Par Sandrine Bavard, 21/07/2017

Monument de la musique brésilienne, João Gilberto est, à 86 ans, reconnu comme le fondateur de la bossa nova avec son compositeur fétiche, Tom Jobim. Il s’est fait connaître dans le monde entier avec son interprétation de « The Girl from Ipanema ».


C’est l’histoire d’un homme, un peu désinvolte dans ses années de jeunesse, devenu perfectionniste et pointilleux au fil du temps, toujours un peu caractériel et capricieux, au point d’annuler ses concerts au dernier moment. C’est l’histoire d’un homme entré dans la légende de la musique brésilienne et de la musique tout court, tant il a inspiré de musiciens et décomplexé de chanteurs à la voix frêle sur tous les continents.

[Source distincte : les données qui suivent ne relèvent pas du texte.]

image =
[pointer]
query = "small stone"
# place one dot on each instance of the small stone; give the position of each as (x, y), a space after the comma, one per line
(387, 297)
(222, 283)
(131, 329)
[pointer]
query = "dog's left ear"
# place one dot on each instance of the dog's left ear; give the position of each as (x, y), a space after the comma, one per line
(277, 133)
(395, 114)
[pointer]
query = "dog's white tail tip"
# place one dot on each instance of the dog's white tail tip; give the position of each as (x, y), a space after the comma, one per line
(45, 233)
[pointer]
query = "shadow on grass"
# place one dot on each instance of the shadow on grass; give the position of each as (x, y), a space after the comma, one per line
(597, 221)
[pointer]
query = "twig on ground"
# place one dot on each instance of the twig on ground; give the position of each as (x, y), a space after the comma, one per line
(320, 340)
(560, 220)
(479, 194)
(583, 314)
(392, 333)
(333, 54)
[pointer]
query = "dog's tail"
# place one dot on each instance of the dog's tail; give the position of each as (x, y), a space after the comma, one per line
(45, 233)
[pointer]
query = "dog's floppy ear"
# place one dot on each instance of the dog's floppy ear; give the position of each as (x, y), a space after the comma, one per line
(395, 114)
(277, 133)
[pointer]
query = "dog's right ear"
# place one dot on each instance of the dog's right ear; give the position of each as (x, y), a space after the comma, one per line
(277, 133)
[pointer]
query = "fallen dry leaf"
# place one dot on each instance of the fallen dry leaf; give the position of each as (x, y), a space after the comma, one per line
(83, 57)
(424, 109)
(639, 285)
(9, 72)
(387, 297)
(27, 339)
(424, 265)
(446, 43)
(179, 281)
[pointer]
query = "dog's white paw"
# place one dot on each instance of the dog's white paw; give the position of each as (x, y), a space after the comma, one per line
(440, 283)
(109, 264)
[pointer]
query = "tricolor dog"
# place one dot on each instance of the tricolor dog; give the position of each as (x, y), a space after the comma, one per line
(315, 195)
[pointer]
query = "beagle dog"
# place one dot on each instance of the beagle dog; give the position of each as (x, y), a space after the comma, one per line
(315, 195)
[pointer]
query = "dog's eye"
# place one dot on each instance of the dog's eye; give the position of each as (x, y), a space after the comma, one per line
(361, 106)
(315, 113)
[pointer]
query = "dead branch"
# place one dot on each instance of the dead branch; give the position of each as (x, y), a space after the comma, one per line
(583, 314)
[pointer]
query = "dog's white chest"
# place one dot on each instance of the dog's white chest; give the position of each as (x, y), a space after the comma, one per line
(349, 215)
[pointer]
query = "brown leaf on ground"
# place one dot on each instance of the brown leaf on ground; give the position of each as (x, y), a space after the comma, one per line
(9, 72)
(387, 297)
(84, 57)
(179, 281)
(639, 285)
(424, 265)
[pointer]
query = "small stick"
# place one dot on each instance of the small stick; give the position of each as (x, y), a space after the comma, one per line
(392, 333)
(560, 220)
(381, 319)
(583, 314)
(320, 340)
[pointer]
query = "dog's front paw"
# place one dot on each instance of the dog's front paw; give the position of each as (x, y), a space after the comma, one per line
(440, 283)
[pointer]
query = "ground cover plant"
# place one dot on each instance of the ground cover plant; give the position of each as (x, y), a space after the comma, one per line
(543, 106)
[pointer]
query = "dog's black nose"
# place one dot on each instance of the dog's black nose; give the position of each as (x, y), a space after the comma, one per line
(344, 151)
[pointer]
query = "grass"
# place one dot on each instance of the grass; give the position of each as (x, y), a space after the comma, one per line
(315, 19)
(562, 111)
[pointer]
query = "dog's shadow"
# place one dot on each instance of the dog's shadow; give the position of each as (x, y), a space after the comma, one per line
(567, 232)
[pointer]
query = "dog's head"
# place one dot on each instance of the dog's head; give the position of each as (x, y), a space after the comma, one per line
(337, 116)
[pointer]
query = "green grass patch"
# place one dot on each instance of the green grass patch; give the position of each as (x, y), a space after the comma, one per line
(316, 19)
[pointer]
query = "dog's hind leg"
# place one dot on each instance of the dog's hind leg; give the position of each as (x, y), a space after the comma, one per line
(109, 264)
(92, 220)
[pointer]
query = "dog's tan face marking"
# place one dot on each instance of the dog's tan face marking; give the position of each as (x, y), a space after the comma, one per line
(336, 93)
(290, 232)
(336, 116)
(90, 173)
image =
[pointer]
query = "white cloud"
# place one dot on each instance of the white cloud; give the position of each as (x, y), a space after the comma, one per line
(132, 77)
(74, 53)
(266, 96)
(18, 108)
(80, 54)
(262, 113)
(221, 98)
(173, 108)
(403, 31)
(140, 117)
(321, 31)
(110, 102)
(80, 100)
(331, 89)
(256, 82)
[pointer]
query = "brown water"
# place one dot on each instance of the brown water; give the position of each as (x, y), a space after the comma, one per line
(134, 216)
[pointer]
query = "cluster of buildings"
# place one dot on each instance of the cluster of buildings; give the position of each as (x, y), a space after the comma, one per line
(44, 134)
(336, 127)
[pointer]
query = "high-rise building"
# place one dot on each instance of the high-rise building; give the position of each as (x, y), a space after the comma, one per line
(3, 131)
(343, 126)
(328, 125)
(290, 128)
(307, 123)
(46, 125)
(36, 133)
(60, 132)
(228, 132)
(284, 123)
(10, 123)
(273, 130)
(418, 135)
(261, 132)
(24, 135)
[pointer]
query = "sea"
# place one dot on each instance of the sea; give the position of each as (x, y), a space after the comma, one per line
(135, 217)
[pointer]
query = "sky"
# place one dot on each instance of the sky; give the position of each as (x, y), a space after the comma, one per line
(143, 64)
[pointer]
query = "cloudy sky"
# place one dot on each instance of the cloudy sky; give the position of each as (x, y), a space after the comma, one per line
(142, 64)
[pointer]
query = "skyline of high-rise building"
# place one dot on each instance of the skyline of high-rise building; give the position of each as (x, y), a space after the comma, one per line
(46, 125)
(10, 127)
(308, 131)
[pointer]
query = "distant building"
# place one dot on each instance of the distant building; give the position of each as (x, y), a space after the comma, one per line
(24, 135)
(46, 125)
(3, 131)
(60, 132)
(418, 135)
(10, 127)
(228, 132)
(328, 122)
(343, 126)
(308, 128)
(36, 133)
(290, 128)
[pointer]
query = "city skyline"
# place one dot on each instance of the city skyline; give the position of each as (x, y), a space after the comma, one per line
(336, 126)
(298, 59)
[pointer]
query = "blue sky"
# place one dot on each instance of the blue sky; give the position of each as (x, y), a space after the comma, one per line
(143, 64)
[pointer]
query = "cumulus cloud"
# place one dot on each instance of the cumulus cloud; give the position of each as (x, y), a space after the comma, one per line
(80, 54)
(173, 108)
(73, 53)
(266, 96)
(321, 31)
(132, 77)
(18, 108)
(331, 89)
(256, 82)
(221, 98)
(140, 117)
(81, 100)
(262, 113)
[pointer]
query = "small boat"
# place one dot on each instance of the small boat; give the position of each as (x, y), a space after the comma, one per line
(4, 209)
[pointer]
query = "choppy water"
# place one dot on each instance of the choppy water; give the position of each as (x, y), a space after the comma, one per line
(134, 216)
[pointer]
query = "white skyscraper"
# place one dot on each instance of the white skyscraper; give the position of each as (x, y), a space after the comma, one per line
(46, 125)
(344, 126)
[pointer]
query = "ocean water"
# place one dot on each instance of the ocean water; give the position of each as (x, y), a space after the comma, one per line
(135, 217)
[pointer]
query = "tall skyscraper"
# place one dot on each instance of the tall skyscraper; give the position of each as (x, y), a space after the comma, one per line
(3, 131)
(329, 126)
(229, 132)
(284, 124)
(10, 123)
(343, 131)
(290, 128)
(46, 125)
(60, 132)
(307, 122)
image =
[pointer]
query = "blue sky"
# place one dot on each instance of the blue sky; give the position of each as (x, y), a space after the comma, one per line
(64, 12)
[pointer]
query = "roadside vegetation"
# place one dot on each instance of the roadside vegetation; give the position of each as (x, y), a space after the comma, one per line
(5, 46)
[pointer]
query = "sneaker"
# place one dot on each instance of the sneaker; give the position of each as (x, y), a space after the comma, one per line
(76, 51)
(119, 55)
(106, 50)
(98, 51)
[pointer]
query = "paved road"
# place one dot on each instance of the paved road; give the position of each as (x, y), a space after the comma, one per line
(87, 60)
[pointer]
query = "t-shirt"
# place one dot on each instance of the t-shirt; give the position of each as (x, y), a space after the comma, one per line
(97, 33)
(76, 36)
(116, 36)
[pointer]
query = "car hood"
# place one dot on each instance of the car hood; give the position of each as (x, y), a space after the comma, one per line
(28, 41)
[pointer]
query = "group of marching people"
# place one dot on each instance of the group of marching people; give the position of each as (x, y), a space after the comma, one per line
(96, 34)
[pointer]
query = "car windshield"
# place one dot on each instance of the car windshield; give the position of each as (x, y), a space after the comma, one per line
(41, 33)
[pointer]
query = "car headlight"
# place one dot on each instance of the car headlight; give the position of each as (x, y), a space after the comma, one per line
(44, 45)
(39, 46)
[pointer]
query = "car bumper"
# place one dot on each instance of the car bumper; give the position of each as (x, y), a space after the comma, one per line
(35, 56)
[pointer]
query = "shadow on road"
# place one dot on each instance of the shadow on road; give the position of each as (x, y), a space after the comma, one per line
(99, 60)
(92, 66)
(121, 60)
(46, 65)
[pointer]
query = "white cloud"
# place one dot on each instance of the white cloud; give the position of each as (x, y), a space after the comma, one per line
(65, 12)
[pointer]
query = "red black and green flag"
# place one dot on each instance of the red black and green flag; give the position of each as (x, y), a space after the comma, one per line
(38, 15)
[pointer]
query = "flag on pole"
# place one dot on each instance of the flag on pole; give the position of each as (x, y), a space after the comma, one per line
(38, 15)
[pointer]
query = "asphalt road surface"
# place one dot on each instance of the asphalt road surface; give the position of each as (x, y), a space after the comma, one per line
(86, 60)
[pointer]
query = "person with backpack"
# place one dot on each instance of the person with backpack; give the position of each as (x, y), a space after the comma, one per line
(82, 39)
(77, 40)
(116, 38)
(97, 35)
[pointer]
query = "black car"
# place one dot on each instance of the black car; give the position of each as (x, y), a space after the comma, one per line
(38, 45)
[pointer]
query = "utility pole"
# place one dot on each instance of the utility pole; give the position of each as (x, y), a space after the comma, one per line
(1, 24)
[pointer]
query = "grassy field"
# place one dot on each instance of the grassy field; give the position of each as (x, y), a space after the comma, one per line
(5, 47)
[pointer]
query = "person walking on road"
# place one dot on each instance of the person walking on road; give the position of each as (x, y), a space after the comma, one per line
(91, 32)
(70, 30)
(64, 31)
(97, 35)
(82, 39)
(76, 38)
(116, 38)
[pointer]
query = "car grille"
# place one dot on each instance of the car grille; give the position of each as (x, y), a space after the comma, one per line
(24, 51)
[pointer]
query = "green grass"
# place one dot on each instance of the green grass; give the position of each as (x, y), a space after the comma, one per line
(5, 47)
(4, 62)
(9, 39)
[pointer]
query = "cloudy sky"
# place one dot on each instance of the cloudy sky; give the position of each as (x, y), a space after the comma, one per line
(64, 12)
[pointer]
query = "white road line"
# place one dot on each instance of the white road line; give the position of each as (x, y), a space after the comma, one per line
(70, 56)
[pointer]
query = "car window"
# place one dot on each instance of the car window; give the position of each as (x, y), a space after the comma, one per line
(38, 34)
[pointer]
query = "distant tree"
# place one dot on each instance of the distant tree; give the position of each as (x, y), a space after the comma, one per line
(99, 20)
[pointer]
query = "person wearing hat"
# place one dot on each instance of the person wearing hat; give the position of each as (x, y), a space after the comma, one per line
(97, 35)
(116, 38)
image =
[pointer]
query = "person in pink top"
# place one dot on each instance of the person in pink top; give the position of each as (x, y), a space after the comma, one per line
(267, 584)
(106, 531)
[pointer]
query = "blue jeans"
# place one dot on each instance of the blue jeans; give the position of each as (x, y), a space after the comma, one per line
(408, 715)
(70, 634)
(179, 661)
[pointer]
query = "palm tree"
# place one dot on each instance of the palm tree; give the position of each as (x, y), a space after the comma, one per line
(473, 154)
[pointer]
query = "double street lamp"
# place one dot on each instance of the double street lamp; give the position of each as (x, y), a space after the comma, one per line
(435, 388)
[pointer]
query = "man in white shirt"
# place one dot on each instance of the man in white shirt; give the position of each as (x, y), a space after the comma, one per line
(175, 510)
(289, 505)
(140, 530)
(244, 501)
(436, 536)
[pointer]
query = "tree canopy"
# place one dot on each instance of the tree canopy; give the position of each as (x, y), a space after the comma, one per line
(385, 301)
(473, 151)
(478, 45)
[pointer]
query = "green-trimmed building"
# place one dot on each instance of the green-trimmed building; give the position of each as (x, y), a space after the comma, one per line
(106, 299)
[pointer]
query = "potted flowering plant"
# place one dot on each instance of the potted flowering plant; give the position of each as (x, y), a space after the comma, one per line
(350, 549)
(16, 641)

Cet homme, c’est João Gilberto Prado Pereira de Oliveira, né le 10 juin 1931 à Juazeiro, dans l’état de Bahia, au Nord du Brésil. Son grand-père lui offre sa première guitare à 14 ans, instrument dont il apprend à jouer en autodidacte. A sa majorité, le jeune homme part tenter sa chance à Salvador de Bahia, puis à Rio de Janeiro, où il intègre le groupe Garotos da Lua, des vedettes de la radio à l’époque… Malheureusement, l’expérience tourne court : João Gilberto est exclu après trois petits enregistrements à cause de son manque de professionnalisme, et notamment de ses retards répétés.


S’ensuit une période très précaire pour le chanteur et guitariste qui survit grâce à la générosité de ses amis et de ses proches, ce qui ne l’empêche pas de faire le difficile : il refuse de prendre des jobs alimentaires et de se produire dans des bars ou restaurants où les clients se montrent trop bruyants à son goût. Il passe alors ses journées à perfectionner son jeu de guitare et à fumer de la marijuana dit-on.

L’inventeur de la bossa nova


Il faudra attendre 1955 pour que João Gilberto se reprenne en main après sa rencontre avec le chanteur Luis Telles qui lui conseille de quitter Rio pour Porto Alegre : il l’oblige à une meilleure hygiène de vie et l’impose sur la scène artistique de la ville. En 1957, le jeune artiste fait une autre rencontre déterminante : celle du compositeur Tom Jobim avec qui il va signer l’acte de naissance de la bossa nova, une musique épurée, influencée par la samba et le jazz, mais avec des rythmes syncopés et variés.


Son premier album, « Chega de Saudade », paru en 1959, révolutionne la musique brésilienne. Il y a cette façon de chanter peu spectaculaire avec sa voix frêle et douce, et cette façon de jouer de la guitare toute personnelle qu’il appelle batida. Ce disque réalisé en collaboration avec le compositeur Tom Jobim et le poète Vinícius de Moraes le propulse immédiatement comme une vedette, avec des titres comme « Chega de saudade », « Rosa morena  » et « Brigas nunca ». Et surtout avec « Desafinado », « désaccordé », une réponse ironique aux détracteurs de la bossa nova : « Si tu dis que je chante faux, mon amour/ Sache que cela provoque en moi une immense douleur/ Seuls les privilégiés ont une oreille comme la tienne/ Je ne possède que ce que Dieu m’a donné ».

Fort de ce succès, Gilberto enregistre deux autres albums au début des années 60 : « O amor, o sorriso e a flor » puis « João Gilberto » qui contiennent de nouveaux tubes comme « Corcovado », des reprises comme « Samba da minha terra », des sambas des années 30 comme « A primeira vez « , mais toutes marquées désormais par la patte novatrice de Gilberto. Il va même s’attaquer à un standard de la musique italienne, « Estate » de Bruno Martino, qu’il réarrange dans un style bossa nova.

Un succès international


Ce nouveau style dépasse bientôt les frontières brésiliennes, et séduit particulièrement des jazzmen américains. Tom Jobim et João Gilberto partent aux Etats-Unis au début des années 60 pour collaborer avec le saxophoniste Stan Getz sur le fameux « Getz/ Gilberto » en 1964 qui deviendra un des disques de jazz les plus vendus au monde.


Un succès notamment dû au tube « The Girl from Ipanema » qui gagne ses lettres de noblesse quand elle est reprise par des artistes aussi prestigieux que Frank Sinatra, Nat King Cole, ou Ella Fitzgerald. Un succès confirmé par la tenue d’un concert historique au Carnegie Hall à New-York, qui fera l’objet d’une nouvelle édition, « Getz/Gilberto #2 » en 1966.